I've been trying to spend a little free time reviewing Spinoza. I would have never thought much of him, but Matt pointed him out as decidedly non-religious thinker that influenced Western thought. Here is the first premise from Spinoza's Ethics (which ultimately becomes a version of the ontological proof for God):

Substance exists and cannot be dependent on anything else for its existence.

Spinoza then talks about attributes, which the substance had and the perceiver can perceiver. Then there are modes or affectations, which are the result of the attribute on the perceiver. So, he is carefully breaking down the process of perception, or the make up of reality.

Anywho. Here is what I find interesting: We as human beings--most of us--assume that our perceptions are linked to a substance. We process these various stimuli in such a way as to think that there is a cause of those stimuli outside of ourselves.

I wonder why we do that. Spinoza has no evidence for his first premise. We can know that there is a something--us--and maybe a something else--because otherwise there can't be a defined something--but we have no reason to believe that our sensations are caused by a something else.

Then I heard a story about autism and wondered if autistic people don't so easily make this assumption.


Matt Dick said...

I think it's analogous to the free-will discussion. I happen to think we don't have free will. But no matter what I think, I will (have to) act as if I do.

That's the case with assuming something exists outside of us. What's the result of thinking or acting otherwise?

JimII said...

Just to dig on this for a minute, I wonder if you could conceive of a world in which you control everything. So, in other words, you think it is within your power to create your perceptions. When things don't go your way, it is a result of imperfection on your part. A failure to properly create your desired perception rather than the result of an uncontrollable external stumuli.

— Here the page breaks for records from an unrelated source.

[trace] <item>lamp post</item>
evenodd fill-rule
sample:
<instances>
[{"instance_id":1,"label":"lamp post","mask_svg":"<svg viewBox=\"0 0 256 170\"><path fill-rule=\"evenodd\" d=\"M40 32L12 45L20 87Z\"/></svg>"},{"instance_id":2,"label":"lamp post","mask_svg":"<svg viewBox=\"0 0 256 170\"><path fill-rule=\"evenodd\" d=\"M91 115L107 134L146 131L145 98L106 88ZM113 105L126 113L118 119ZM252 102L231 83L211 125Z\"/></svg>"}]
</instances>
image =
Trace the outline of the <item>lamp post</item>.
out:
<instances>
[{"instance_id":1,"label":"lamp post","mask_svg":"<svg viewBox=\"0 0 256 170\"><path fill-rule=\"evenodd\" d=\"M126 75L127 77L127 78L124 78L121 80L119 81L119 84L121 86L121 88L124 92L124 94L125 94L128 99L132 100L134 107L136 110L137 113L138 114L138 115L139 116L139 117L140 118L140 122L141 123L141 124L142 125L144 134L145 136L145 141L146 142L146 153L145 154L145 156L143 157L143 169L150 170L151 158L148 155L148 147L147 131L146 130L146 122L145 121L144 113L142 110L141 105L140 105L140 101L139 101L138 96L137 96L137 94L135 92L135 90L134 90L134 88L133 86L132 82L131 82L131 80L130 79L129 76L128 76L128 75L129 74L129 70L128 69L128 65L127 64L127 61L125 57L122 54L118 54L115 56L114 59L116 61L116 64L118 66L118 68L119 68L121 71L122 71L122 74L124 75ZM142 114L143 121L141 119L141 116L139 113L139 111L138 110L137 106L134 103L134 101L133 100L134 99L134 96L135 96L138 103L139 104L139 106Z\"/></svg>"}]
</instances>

You may move about in the world in exactly the same way as someone who believes there is no free will. (E.g., just because it isn't your choice to want a cookie, and then to eat a cookie, it doesn't mean you didn't want the cookie any more than it means you didn't eat it, right?)

No matter whether the outside influence or your internal will are illusiory, you ultimately have to function the same way.

Seriously, Scotch and cigars. Soon.

Matt Dick said...

I can conceive of such a world. Every now and again, when I am just at the edge of sleep, I can partially control my dream -- I am aware I am dreaming, and that I can fly, or do anything, but sometimes I fail to execute perfectly, even though I know I can do it all. Perhaps in some way this could be something like what you are proposing.

But ultimately, your question comes back to a tree falling in the forest.

When are you and your brother planning on being in Illinois? Cigar and whiskey, and I have a great whiskey ready to go.